Blues grew out of the Mississippi Delta and spread from there. Jazz was born from the blues and soon dispersed, brought by African Americans to cities across the country. Like any art form, jazz evolved, it absorbed new elements, and it reshaped itself over time—in part because of its unique attributes that foster innovation.

The vibrance of jazz music was so strong that it captured America's ears, even as Jim Crow tried to contain its growth. Its progress could not be stopped. Though still physically divided by racial segregation, big band swing music became America's popular music. Right before their eyes white fans were forced to witness the different treatment of black and white musicians, and by extension all African Americans. Slowly some barriers were broken as black musicians began to claim their rightful place on stage together with equal treatment. This is just one example of how African American culture has been at the center of American culture and America's growth as a nation. As the music moved out of the swing era, the preeminence of African Americans as the progenitors and drivers of jazz's innovations simply could not be denied, even as African Americans continued to face the exogenous barriers imposed by European American racism.

Racial justice was never disaggregated from jazz music.
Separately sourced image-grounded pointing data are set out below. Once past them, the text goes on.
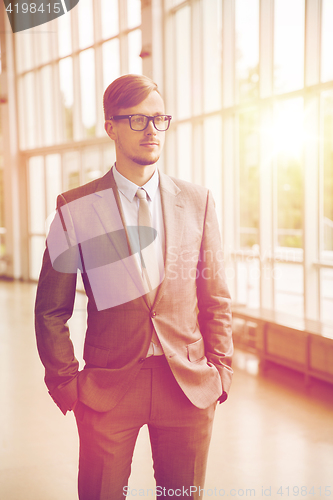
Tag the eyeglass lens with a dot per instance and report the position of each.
(140, 122)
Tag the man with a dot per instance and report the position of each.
(158, 342)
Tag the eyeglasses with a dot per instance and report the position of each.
(140, 122)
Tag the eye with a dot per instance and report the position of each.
(138, 119)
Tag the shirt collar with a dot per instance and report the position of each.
(129, 189)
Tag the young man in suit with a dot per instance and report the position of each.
(158, 343)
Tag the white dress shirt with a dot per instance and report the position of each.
(130, 206)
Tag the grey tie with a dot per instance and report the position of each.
(149, 261)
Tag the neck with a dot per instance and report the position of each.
(138, 174)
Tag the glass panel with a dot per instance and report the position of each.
(288, 281)
(71, 166)
(248, 286)
(42, 43)
(110, 26)
(247, 49)
(86, 19)
(24, 51)
(37, 247)
(327, 41)
(64, 35)
(183, 64)
(184, 151)
(326, 292)
(111, 61)
(327, 190)
(23, 113)
(47, 96)
(91, 163)
(288, 45)
(29, 105)
(248, 179)
(133, 13)
(66, 89)
(288, 137)
(2, 212)
(88, 93)
(53, 181)
(212, 50)
(213, 160)
(36, 195)
(134, 50)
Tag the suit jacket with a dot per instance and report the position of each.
(191, 312)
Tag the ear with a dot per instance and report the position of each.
(109, 129)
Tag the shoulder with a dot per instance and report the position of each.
(185, 188)
(94, 186)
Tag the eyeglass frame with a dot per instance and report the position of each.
(150, 118)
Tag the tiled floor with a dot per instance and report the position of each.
(271, 433)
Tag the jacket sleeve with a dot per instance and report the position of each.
(214, 301)
(53, 308)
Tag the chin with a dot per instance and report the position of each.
(145, 161)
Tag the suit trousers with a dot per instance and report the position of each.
(179, 432)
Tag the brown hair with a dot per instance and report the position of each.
(125, 92)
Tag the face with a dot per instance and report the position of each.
(138, 148)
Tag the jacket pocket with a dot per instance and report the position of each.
(196, 350)
(96, 355)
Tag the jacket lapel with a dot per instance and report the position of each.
(109, 210)
(173, 210)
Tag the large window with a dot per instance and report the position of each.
(250, 86)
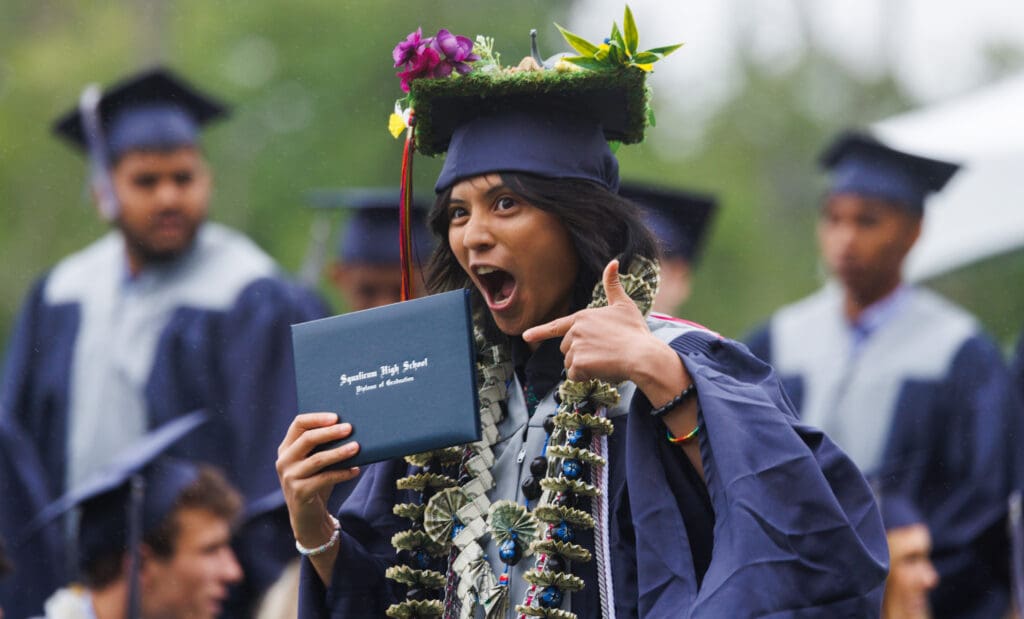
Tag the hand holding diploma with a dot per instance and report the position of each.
(307, 485)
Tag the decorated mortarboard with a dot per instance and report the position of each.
(151, 111)
(154, 110)
(130, 497)
(680, 219)
(553, 118)
(371, 234)
(861, 164)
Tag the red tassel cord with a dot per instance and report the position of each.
(406, 212)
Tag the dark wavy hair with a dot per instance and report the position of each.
(601, 224)
(210, 492)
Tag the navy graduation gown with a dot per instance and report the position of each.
(95, 359)
(796, 530)
(927, 408)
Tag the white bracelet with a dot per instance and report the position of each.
(325, 546)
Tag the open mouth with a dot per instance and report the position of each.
(498, 286)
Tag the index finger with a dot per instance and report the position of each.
(306, 421)
(556, 328)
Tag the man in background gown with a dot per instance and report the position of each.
(903, 380)
(164, 315)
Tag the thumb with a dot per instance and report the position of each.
(612, 287)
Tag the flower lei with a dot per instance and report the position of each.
(454, 516)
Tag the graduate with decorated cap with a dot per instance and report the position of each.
(911, 574)
(631, 465)
(903, 380)
(153, 534)
(680, 220)
(367, 264)
(165, 314)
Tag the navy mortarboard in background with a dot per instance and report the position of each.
(154, 110)
(862, 165)
(371, 234)
(129, 498)
(898, 510)
(680, 219)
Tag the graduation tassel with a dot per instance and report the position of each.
(406, 211)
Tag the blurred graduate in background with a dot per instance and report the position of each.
(681, 221)
(903, 380)
(164, 315)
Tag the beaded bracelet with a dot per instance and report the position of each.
(687, 438)
(675, 401)
(326, 545)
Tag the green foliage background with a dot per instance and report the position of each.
(312, 84)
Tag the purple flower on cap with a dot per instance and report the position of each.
(458, 52)
(407, 51)
(424, 64)
(432, 56)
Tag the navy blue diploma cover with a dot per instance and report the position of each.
(403, 375)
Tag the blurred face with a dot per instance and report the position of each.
(518, 256)
(366, 286)
(863, 242)
(163, 199)
(194, 581)
(674, 288)
(911, 574)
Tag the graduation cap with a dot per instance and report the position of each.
(860, 164)
(898, 510)
(154, 110)
(371, 232)
(680, 219)
(130, 497)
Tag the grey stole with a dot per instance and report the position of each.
(853, 398)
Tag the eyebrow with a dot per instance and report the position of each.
(501, 187)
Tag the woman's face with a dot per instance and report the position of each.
(520, 257)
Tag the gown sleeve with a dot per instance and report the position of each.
(759, 341)
(796, 528)
(358, 587)
(964, 488)
(237, 365)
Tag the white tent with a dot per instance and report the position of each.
(981, 211)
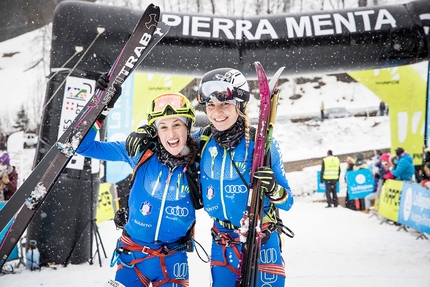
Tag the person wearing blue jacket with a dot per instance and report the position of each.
(225, 171)
(405, 167)
(226, 150)
(152, 248)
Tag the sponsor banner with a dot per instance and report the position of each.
(118, 127)
(428, 107)
(77, 93)
(105, 205)
(321, 186)
(360, 183)
(404, 90)
(389, 199)
(415, 207)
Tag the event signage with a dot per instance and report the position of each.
(359, 183)
(389, 199)
(414, 208)
(321, 186)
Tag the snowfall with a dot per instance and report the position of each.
(331, 247)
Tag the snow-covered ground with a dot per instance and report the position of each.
(332, 247)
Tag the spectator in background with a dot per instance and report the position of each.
(360, 163)
(8, 178)
(405, 168)
(381, 108)
(330, 172)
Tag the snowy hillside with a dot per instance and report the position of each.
(332, 247)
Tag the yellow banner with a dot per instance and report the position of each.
(404, 90)
(147, 86)
(389, 199)
(105, 208)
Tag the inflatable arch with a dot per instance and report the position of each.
(324, 41)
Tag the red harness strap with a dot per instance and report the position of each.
(161, 253)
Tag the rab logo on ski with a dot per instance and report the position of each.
(133, 60)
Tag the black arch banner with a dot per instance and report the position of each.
(324, 41)
(327, 41)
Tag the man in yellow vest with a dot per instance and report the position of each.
(330, 172)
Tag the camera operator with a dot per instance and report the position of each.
(8, 178)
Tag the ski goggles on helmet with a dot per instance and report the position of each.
(222, 91)
(170, 105)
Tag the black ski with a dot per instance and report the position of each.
(30, 196)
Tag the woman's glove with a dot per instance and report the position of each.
(139, 140)
(268, 181)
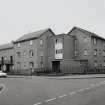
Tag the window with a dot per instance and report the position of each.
(59, 51)
(31, 42)
(19, 54)
(95, 52)
(24, 64)
(75, 53)
(94, 41)
(24, 53)
(18, 65)
(103, 52)
(56, 41)
(95, 63)
(31, 53)
(104, 63)
(103, 43)
(31, 65)
(41, 53)
(41, 64)
(41, 42)
(18, 44)
(11, 59)
(5, 58)
(85, 39)
(85, 52)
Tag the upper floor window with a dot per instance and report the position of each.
(85, 39)
(41, 53)
(59, 51)
(95, 52)
(5, 58)
(41, 42)
(85, 52)
(31, 53)
(103, 43)
(24, 53)
(41, 64)
(56, 41)
(19, 54)
(31, 42)
(75, 53)
(94, 41)
(18, 44)
(95, 63)
(104, 63)
(103, 52)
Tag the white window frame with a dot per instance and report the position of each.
(31, 42)
(95, 64)
(85, 52)
(41, 42)
(104, 53)
(95, 52)
(94, 41)
(18, 45)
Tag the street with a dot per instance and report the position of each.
(51, 91)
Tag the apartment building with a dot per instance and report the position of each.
(31, 53)
(61, 54)
(90, 47)
(7, 57)
(78, 51)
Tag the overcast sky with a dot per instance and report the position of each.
(18, 17)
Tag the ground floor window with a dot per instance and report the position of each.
(31, 66)
(18, 65)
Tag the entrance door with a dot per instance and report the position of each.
(56, 66)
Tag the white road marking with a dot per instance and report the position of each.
(72, 93)
(50, 99)
(2, 88)
(88, 88)
(39, 103)
(64, 95)
(81, 90)
(92, 85)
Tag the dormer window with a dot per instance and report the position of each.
(41, 42)
(18, 44)
(31, 42)
(94, 41)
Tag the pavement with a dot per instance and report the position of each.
(62, 77)
(55, 90)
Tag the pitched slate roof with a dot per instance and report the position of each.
(87, 32)
(6, 46)
(32, 35)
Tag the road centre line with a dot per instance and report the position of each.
(3, 88)
(64, 95)
(73, 92)
(50, 99)
(39, 103)
(81, 90)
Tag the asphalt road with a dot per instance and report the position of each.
(47, 91)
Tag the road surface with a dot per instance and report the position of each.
(52, 91)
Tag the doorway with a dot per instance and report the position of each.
(56, 66)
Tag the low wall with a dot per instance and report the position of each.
(70, 66)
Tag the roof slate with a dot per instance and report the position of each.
(87, 32)
(32, 35)
(6, 46)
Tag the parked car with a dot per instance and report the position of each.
(2, 74)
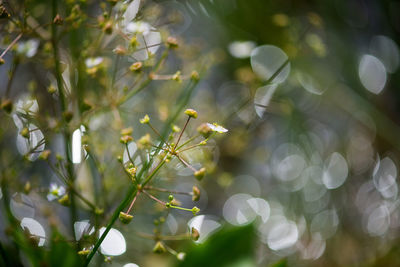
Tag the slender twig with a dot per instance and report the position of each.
(187, 164)
(167, 190)
(11, 45)
(133, 202)
(154, 198)
(180, 135)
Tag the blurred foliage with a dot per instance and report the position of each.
(307, 174)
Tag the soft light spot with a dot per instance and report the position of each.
(35, 229)
(33, 145)
(114, 244)
(387, 51)
(22, 206)
(77, 146)
(283, 235)
(335, 171)
(131, 11)
(260, 207)
(262, 98)
(287, 162)
(378, 221)
(237, 210)
(372, 74)
(241, 49)
(384, 174)
(325, 223)
(93, 62)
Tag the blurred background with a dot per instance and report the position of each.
(307, 174)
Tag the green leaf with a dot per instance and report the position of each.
(231, 246)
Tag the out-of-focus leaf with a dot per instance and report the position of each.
(228, 247)
(62, 254)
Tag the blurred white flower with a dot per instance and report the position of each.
(138, 27)
(242, 49)
(55, 191)
(28, 48)
(217, 128)
(93, 62)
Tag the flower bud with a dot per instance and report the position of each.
(133, 42)
(45, 154)
(27, 187)
(204, 130)
(177, 77)
(84, 252)
(172, 42)
(195, 76)
(200, 174)
(132, 171)
(159, 248)
(107, 28)
(120, 50)
(195, 210)
(195, 235)
(86, 105)
(98, 211)
(126, 139)
(4, 13)
(7, 105)
(145, 119)
(58, 20)
(64, 200)
(125, 218)
(51, 89)
(68, 116)
(175, 129)
(136, 67)
(195, 193)
(144, 141)
(127, 131)
(24, 132)
(191, 113)
(181, 256)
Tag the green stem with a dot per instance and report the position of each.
(131, 193)
(67, 136)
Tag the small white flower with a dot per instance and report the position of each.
(28, 48)
(138, 27)
(55, 191)
(217, 128)
(241, 49)
(93, 62)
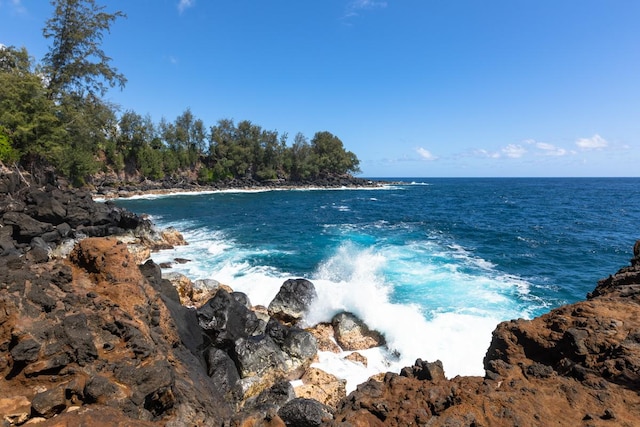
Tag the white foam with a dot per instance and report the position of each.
(356, 279)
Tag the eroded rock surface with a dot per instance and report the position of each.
(578, 365)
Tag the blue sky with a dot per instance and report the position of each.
(413, 87)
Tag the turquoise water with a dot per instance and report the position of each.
(446, 258)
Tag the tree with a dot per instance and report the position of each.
(28, 116)
(75, 62)
(330, 156)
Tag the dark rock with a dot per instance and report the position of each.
(351, 333)
(39, 250)
(46, 207)
(25, 227)
(223, 372)
(242, 298)
(297, 343)
(256, 356)
(63, 229)
(79, 338)
(26, 350)
(100, 389)
(49, 403)
(305, 413)
(271, 399)
(153, 273)
(39, 296)
(422, 370)
(293, 300)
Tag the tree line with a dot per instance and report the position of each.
(54, 113)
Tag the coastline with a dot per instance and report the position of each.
(90, 338)
(173, 187)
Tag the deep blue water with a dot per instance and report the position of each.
(494, 248)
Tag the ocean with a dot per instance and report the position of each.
(433, 264)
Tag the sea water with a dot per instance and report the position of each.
(433, 264)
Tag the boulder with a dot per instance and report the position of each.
(351, 333)
(422, 370)
(223, 372)
(357, 358)
(258, 356)
(225, 320)
(301, 412)
(45, 206)
(322, 387)
(293, 300)
(50, 402)
(299, 346)
(25, 227)
(325, 337)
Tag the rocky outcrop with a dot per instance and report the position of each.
(89, 337)
(293, 300)
(351, 333)
(578, 365)
(93, 332)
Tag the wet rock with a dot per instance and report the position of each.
(322, 387)
(49, 403)
(257, 356)
(271, 399)
(302, 412)
(357, 358)
(424, 371)
(25, 227)
(226, 321)
(351, 333)
(223, 372)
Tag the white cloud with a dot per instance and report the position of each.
(514, 151)
(355, 6)
(185, 4)
(551, 150)
(594, 143)
(15, 5)
(484, 153)
(425, 154)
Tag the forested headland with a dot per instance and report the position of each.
(53, 114)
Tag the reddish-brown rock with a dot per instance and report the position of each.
(578, 365)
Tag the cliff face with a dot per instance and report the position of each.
(94, 339)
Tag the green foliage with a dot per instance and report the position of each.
(76, 62)
(55, 113)
(77, 164)
(25, 111)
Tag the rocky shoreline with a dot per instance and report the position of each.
(110, 189)
(90, 336)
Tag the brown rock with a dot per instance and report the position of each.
(576, 365)
(172, 237)
(352, 334)
(321, 386)
(325, 336)
(357, 357)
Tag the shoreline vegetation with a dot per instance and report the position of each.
(92, 336)
(115, 190)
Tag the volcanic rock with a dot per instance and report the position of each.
(293, 300)
(351, 333)
(576, 365)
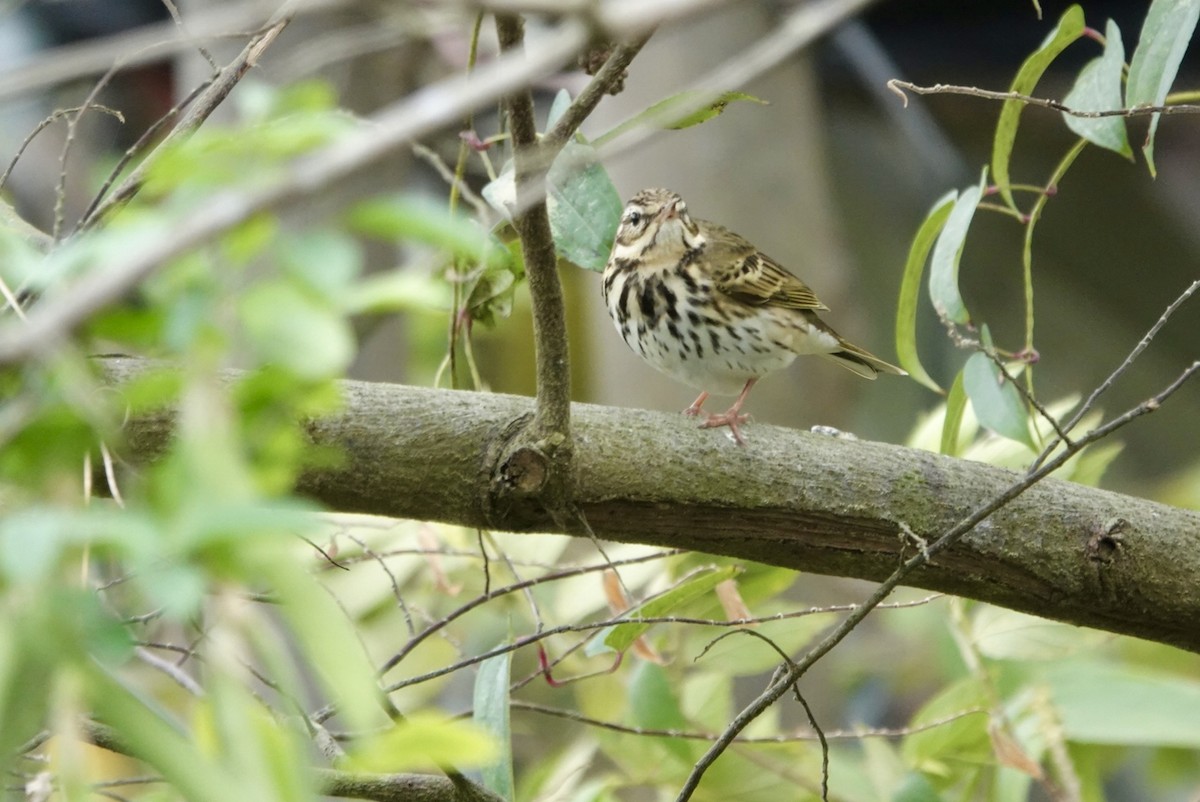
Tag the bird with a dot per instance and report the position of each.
(703, 305)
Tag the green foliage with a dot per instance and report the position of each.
(1071, 28)
(679, 111)
(1165, 35)
(108, 605)
(997, 405)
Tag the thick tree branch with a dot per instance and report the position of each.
(1074, 554)
(355, 785)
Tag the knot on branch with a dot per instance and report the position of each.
(531, 477)
(1107, 540)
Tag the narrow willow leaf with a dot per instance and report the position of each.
(910, 289)
(943, 268)
(558, 108)
(492, 714)
(996, 402)
(1164, 39)
(695, 586)
(1098, 89)
(678, 112)
(1141, 707)
(1069, 28)
(955, 405)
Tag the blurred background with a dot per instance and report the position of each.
(832, 179)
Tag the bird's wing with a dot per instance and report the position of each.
(743, 271)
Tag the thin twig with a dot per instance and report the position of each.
(946, 540)
(417, 115)
(58, 114)
(691, 735)
(587, 100)
(553, 414)
(899, 88)
(215, 93)
(1121, 369)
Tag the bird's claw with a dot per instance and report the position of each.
(733, 419)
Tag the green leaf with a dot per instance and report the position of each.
(425, 741)
(916, 788)
(581, 199)
(963, 738)
(955, 405)
(654, 706)
(996, 402)
(1139, 707)
(693, 587)
(491, 713)
(1164, 39)
(1069, 28)
(585, 207)
(397, 291)
(325, 261)
(295, 330)
(562, 102)
(1098, 89)
(943, 268)
(678, 112)
(1009, 635)
(910, 289)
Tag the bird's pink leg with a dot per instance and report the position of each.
(732, 417)
(695, 408)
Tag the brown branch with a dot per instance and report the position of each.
(601, 83)
(792, 500)
(355, 785)
(946, 539)
(552, 418)
(144, 45)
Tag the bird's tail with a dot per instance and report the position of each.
(862, 361)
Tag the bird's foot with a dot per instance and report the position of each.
(733, 419)
(696, 406)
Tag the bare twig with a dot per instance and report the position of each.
(587, 100)
(1121, 369)
(532, 222)
(215, 94)
(144, 45)
(58, 114)
(899, 88)
(946, 540)
(420, 113)
(691, 735)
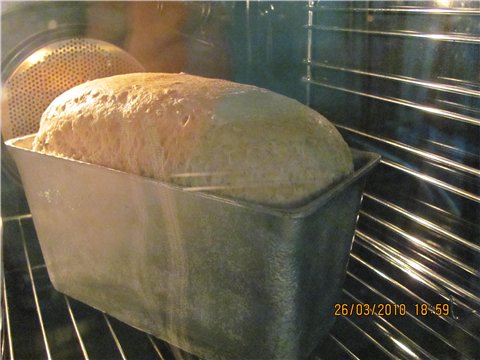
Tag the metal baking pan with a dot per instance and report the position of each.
(219, 278)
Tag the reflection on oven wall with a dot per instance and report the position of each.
(398, 78)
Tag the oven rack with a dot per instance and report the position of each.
(39, 322)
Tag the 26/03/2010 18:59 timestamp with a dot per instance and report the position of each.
(389, 309)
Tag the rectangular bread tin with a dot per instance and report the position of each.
(219, 278)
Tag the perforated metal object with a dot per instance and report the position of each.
(51, 70)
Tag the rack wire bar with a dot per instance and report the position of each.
(34, 291)
(397, 101)
(453, 37)
(7, 320)
(77, 332)
(114, 336)
(399, 78)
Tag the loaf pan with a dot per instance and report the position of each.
(219, 278)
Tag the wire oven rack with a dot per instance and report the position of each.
(42, 323)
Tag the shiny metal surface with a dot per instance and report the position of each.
(49, 71)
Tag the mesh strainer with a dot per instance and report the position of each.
(51, 70)
(47, 72)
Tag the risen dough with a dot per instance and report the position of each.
(203, 134)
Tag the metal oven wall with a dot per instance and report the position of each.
(398, 78)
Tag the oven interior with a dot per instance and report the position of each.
(399, 78)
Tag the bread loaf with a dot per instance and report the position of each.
(209, 135)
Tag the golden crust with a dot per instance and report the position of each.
(211, 135)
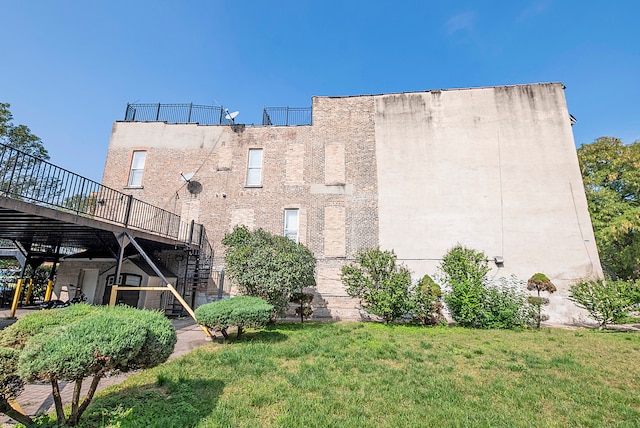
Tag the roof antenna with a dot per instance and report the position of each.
(231, 116)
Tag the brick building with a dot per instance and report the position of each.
(492, 168)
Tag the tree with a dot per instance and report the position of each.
(607, 301)
(81, 341)
(611, 176)
(239, 311)
(425, 301)
(474, 300)
(540, 282)
(464, 271)
(268, 266)
(19, 136)
(381, 285)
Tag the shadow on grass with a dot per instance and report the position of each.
(166, 403)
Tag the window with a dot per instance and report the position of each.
(291, 224)
(137, 166)
(254, 168)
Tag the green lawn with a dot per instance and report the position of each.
(371, 375)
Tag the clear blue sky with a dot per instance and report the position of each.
(69, 67)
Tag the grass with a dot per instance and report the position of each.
(371, 375)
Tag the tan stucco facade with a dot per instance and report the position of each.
(492, 168)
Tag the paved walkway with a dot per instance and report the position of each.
(37, 398)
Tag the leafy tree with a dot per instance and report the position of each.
(475, 301)
(381, 285)
(464, 270)
(239, 311)
(82, 341)
(268, 266)
(611, 176)
(425, 302)
(540, 282)
(19, 136)
(607, 301)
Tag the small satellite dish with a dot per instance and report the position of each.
(194, 187)
(188, 176)
(231, 116)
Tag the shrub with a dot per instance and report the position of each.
(607, 301)
(268, 266)
(304, 300)
(381, 285)
(99, 340)
(239, 311)
(540, 282)
(464, 271)
(505, 305)
(474, 301)
(425, 302)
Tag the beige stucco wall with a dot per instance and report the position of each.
(494, 169)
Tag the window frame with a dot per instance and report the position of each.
(250, 179)
(136, 172)
(288, 231)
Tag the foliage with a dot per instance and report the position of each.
(19, 136)
(268, 266)
(304, 310)
(239, 311)
(475, 301)
(506, 305)
(611, 175)
(464, 271)
(381, 285)
(346, 374)
(425, 302)
(80, 341)
(540, 282)
(607, 301)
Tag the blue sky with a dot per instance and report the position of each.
(69, 67)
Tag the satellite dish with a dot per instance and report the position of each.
(194, 187)
(231, 116)
(188, 176)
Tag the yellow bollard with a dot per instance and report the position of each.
(16, 298)
(47, 294)
(29, 291)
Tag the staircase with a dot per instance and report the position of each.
(196, 275)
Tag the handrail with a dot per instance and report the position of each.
(30, 179)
From Louis Armstrong to Billie Holiday, Duke Ellington to John Coltrane, the Association for the Advancement of Creative Musicians (AACM), to today's young lions, the icons and foot soldiers of jazz alike have repeatedly combated racism directly through their music, words, and actions.

Jazz has also changed the world of music across the globe, birthing entire new genres. Without this black music—and jazz is a black music, even when played by non-blacks— there would be no rock and roll, no art rock, no abstract "free" improvisational music.

Although tomes can and have been written charting the course of these cultural and societal issues, the underlying racism in American culture is still not resolved today.

At this moment in history, to this humble individual it seems important to state out loud the fundamental truth that black lives matter because they are human lives, American lives. This is a very basic truth but one that not enough European Americans reflect on or act on.

However, as a jazz author, I must give credit where credit is due. Black jazz musicians deserve our recognition not only as humans and Americans, not only because their treatment as black Americans continues to contradict this country's claims of freedom, but also because some of the best, most unique aspects of America could not exist without people of color.

Just as who I am as an individual could not exist without the brilliant cultural influence of jazz, neither could America be America without jazz.

Jazz music reminds us that America is black as much as white. Our history, ugly as it has been and continues to be in some respects, is bound together as a whole. It is incumbent on all of us to ensure that our future is bound together by love, respect, equality, and justice. As well as kick-ass swing that moves the soul and inspires the mind.